The new patient-centric prescription label has the following changes
- Your name has been moved to the top of the label.
- Directions on how to take your medication are now larger and bolded.
- The date the prescription can no longer be refilled is clearly stated.
- No medical jargon
Taiwan Drug Label Design
What essential features could be covered by mixture of graphic and text in Taiwan Design?
- Appearance of the pharmaceutical product (illustration with symbols, graphics or pictures of real products)
- Dosage frequency [quantity/time]
- Route of administration
- Warning (esp. on medications targeting external use)
The study illustrates the difference between drug labelling format in Hong Kong and selected comparative regions.

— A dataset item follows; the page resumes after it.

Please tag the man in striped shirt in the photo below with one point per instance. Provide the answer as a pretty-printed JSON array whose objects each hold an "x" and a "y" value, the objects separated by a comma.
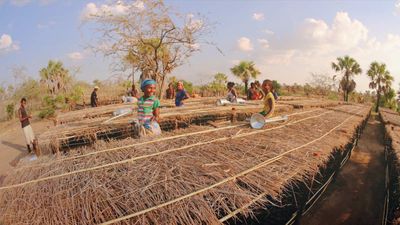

In short, Hong Kong’s drug labelling has been characterized by its comprehensiveness; however, this comprehensiveness could impede the patient’s understanding as textual over-representation could significantly introduce misconceptions during elderly patient’s understanding of drug labels.
Hong Kong’s drug labelling system also trails US and Taiwan in terms of drug appearance illustration [e]. A simple graphic illustration of the drug appearance is instrumental for elderly patients to identify the correct drug regimen and help them distinguish between different drug regimens (as poly-pharmacotherapy is commonplace for elderly, whose multi-morbidity is prevalent [a]).
A reform on the format on drug labelling by incorporating graphics on route of administration/dosage, as well as drug appearance, is vital for facilitating understanding of drug usage by elderly.